Steve can't take his eyes off me as he is led to the black rocking chair with flowered cushions and Susie immediately appoints herself as his beautician and begins to gel his receding hairline into a magnificent mohawk while I launch into reading my future blog about the wise man and poor villagers.  We continue on amidst the tracking and shooting of various prehistoric beasts until Isaac, our 15 year-old and only family member who was not congregated within four feet of my "window of my opportunity" came upstairs and took one look at Mrs. Watermelon eyes and said, "WAIT...Mom, you can't be serious."  "What?," I responded, "I'm reading the blog to Dad.  Now quiet."  Isaac said, "Mom, that would be like me trying to read you something serious while wearing a Darth Vader costume."  Taking his words as inspiration I continued on, "So, the wise man," pause for *SOUND EFFECT* Darth Vader heavy breathing through cupped hands, "says to the young man..*MORE ELECTRONIC HEAVY BREATHING... until Isaac, shaking his head, disgustedly stomped back downstairs.
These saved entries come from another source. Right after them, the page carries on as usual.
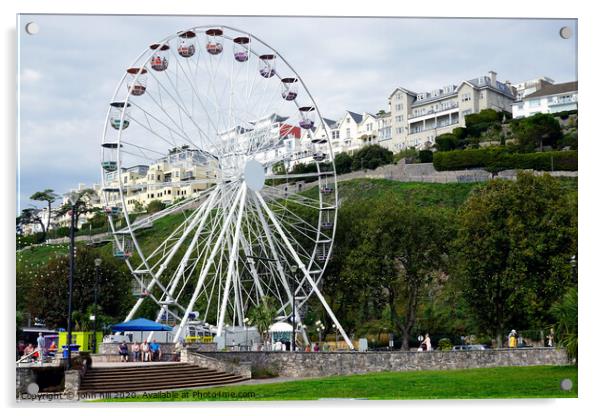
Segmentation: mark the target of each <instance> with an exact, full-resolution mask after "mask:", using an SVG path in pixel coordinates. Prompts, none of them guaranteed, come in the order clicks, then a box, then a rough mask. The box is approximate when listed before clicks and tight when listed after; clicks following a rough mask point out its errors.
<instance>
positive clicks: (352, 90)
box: [19, 15, 577, 194]
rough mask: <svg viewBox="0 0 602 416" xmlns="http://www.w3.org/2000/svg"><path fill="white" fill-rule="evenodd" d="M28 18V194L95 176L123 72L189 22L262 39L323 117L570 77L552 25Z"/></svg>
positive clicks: (516, 23)
mask: <svg viewBox="0 0 602 416" xmlns="http://www.w3.org/2000/svg"><path fill="white" fill-rule="evenodd" d="M36 21H38V22H39V23H40V25H41V26H42V27H43V28H44V30H43V33H42V32H41V33H40V34H39V35H37V36H28V37H23V38H22V39H20V41H21V43H20V44H21V51H20V57H21V62H19V65H20V67H21V68H22V70H21V74H20V79H21V103H20V115H21V121H22V124H21V127H22V131H21V150H22V153H21V172H20V174H21V179H22V182H21V184H22V187H23V192H25V193H26V194H27V193H28V192H29V190H36V188H38V187H40V186H41V184H42V183H43V184H44V186H45V187H50V188H54V189H56V190H57V191H59V192H62V191H65V190H67V189H68V188H70V187H72V186H74V185H75V184H76V183H77V182H82V181H94V180H98V179H97V177H98V169H99V168H98V163H99V161H98V158H99V152H98V143H99V140H100V138H99V136H100V133H101V129H102V125H103V122H104V117H105V114H106V110H107V104H108V102H109V100H110V98H111V96H112V92H113V88H114V87H115V86H116V84H117V82H118V81H119V79H120V78H121V76H122V75H123V71H124V68H126V67H128V66H129V65H131V63H132V61H133V60H134V59H135V57H136V56H137V55H138V54H139V53H140V52H142V51H143V50H145V49H146V48H147V47H148V45H149V44H151V43H153V42H156V41H158V40H160V39H162V38H163V37H164V36H166V35H168V34H170V33H175V32H177V31H178V30H182V29H184V28H189V27H192V26H199V25H204V24H216V23H217V24H218V25H219V24H224V25H230V26H233V27H237V28H241V29H244V30H248V31H249V32H250V33H253V34H254V35H256V36H257V37H259V38H261V39H262V40H264V41H266V42H267V43H268V44H270V45H271V46H272V47H274V48H275V49H276V50H277V51H278V52H279V53H281V54H282V56H284V57H285V58H286V59H287V61H288V62H289V63H290V64H291V66H292V67H293V68H294V69H295V70H296V71H297V72H298V73H299V74H300V76H301V77H302V78H303V80H304V82H305V83H306V84H307V86H308V89H309V90H310V92H311V94H312V95H313V96H314V98H315V99H316V101H317V103H318V105H319V107H320V111H321V113H322V115H323V116H325V117H328V118H337V117H340V116H342V114H343V112H344V111H345V110H352V111H357V112H364V111H367V112H377V111H378V110H380V109H386V108H387V97H388V95H389V93H390V92H391V91H392V90H393V89H394V88H395V87H397V86H403V87H406V88H409V89H411V90H415V91H422V90H429V89H433V88H436V87H440V86H442V85H445V84H450V83H458V82H460V81H461V80H463V79H467V78H473V77H477V76H479V75H485V74H486V72H487V71H488V70H490V69H493V70H496V71H497V72H498V74H499V75H498V77H499V78H500V79H503V80H506V79H509V80H511V81H513V82H517V81H521V80H525V79H531V78H533V77H536V76H540V75H546V76H550V77H551V78H553V79H555V80H557V81H559V82H561V81H568V80H572V79H574V78H575V77H576V46H575V45H576V44H575V43H574V42H572V41H564V40H562V39H560V37H559V36H558V27H560V26H561V25H569V26H571V27H573V28H574V30H573V32H574V33H577V30H576V22H575V21H568V20H567V21H553V20H545V19H529V20H508V19H360V18H355V19H352V18H266V17H258V18H243V17H199V16H197V17H157V16H155V17H152V16H143V17H135V16H112V17H109V16H93V15H77V16H75V15H74V16H61V15H44V16H39V17H37V18H36ZM575 38H576V37H575ZM574 41H575V42H576V39H574ZM34 68H35V69H34ZM40 81H43V82H40Z"/></svg>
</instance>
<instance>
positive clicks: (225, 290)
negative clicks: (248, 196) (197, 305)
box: [217, 184, 247, 336]
mask: <svg viewBox="0 0 602 416" xmlns="http://www.w3.org/2000/svg"><path fill="white" fill-rule="evenodd" d="M241 190H242V194H241V197H240V203H239V205H240V206H239V207H238V217H237V218H236V231H235V232H234V241H233V242H232V247H231V250H230V258H229V259H228V275H227V278H226V287H225V288H224V293H223V295H222V296H223V297H222V306H221V308H220V312H219V322H218V324H217V334H218V335H220V336H221V334H222V330H223V327H224V318H225V317H226V308H227V307H228V295H229V294H230V285H231V284H232V276H233V274H234V267H235V266H236V262H237V259H238V242H239V240H240V229H241V227H242V217H243V214H244V209H245V200H246V196H247V185H246V184H243V185H242V186H241ZM235 307H236V308H238V306H235ZM241 324H242V322H241Z"/></svg>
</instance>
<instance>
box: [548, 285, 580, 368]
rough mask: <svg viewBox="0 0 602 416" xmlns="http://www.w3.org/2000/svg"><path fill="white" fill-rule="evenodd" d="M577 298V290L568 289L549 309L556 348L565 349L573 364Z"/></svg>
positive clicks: (576, 325)
mask: <svg viewBox="0 0 602 416" xmlns="http://www.w3.org/2000/svg"><path fill="white" fill-rule="evenodd" d="M577 297H578V296H577V288H576V287H573V288H570V289H569V290H567V291H566V293H565V294H564V296H563V297H562V299H561V300H560V301H559V302H557V303H556V304H554V306H552V309H551V312H552V316H553V317H554V318H555V319H556V324H554V325H553V329H554V332H555V333H556V336H557V337H558V346H560V347H564V348H565V349H566V353H567V356H568V358H569V359H571V360H573V359H574V360H575V364H577V346H578V342H577V340H578V336H577V326H578V320H577V315H578V306H577Z"/></svg>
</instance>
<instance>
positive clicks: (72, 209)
mask: <svg viewBox="0 0 602 416" xmlns="http://www.w3.org/2000/svg"><path fill="white" fill-rule="evenodd" d="M97 199H98V195H97V194H96V191H95V190H94V189H91V188H86V189H82V190H80V191H76V192H75V201H76V202H75V204H74V205H73V207H72V206H71V202H67V203H66V204H63V205H61V207H60V208H59V209H58V210H57V215H58V216H61V215H65V214H68V213H69V214H70V215H75V218H74V223H75V229H77V228H78V224H79V218H80V217H81V216H82V215H86V214H89V213H98V212H101V211H102V210H101V209H100V208H98V207H95V206H94V202H96V200H97ZM73 208H75V209H73Z"/></svg>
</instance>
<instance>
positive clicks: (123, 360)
mask: <svg viewBox="0 0 602 416" xmlns="http://www.w3.org/2000/svg"><path fill="white" fill-rule="evenodd" d="M119 355H120V356H121V362H127V361H129V352H128V344H126V343H125V341H121V344H119Z"/></svg>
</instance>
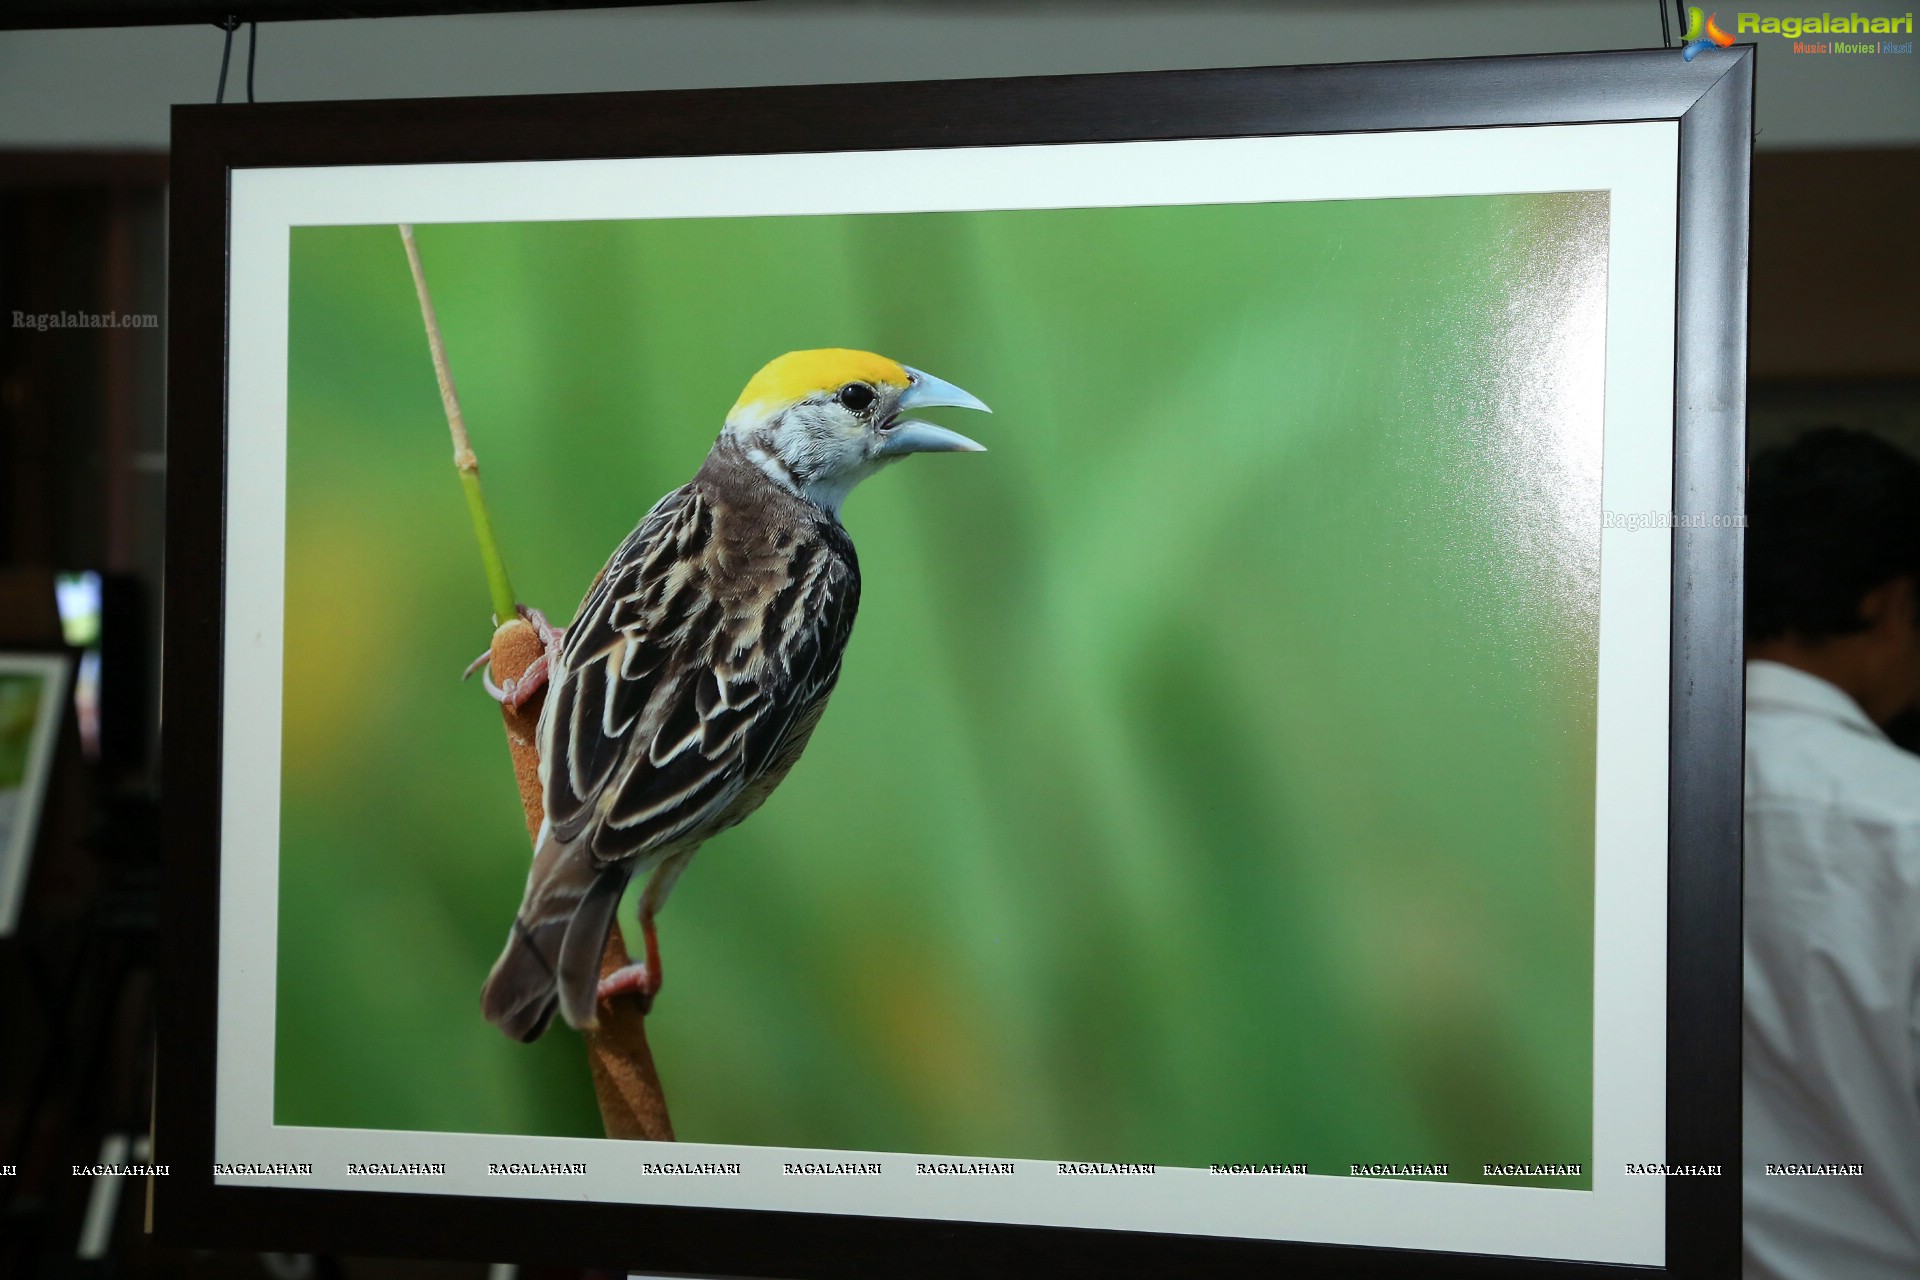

Somehow I finished reading to my husband amidst the chaos, only to have him respond, "Well, it's kinda long."


You should know, every word of that is true.  As is the fact that while I've been writing this Stevie has asked me about 100x if I'm ready to take him fishing.  I've doled out at least seven chores and watched my five year-old do a "leprechaun dance".  Sammy has stomped upstairs and slunk back down after being scolded for his echoing volume while Evie, our 22 month-old, is napping in the next room.  Lily brought me salsa chicken and reminded me to count my Weight Watcher points.  I had just downed a box of Mike-n-Ikes, so shamefully asked Lily to wrap up the chicken to avoid going over my Points (siiiigh).  And now the sun is I will hit the road to take Stevie fishing and let the others go crazy on the playground.  This is real life. My life anyway... As for being too "hard core," in the words of my 15 year-old, I will continue viewing life through eyes trained on the goal of Heaven but will attempt to be more open in letting my imperfections and surrounding chaos show too... Certainly not perfect here but definitely human.  Isn't that how humans connect?  By relating to what is common in life.  I know not everyone will find their eyes decorated with a fruit theme or hair frizzed out a mile wide...but then, maybe it will open a window for you into my life.  Maybe it will  spark some sort of connection somewhere down the road.  I hope so.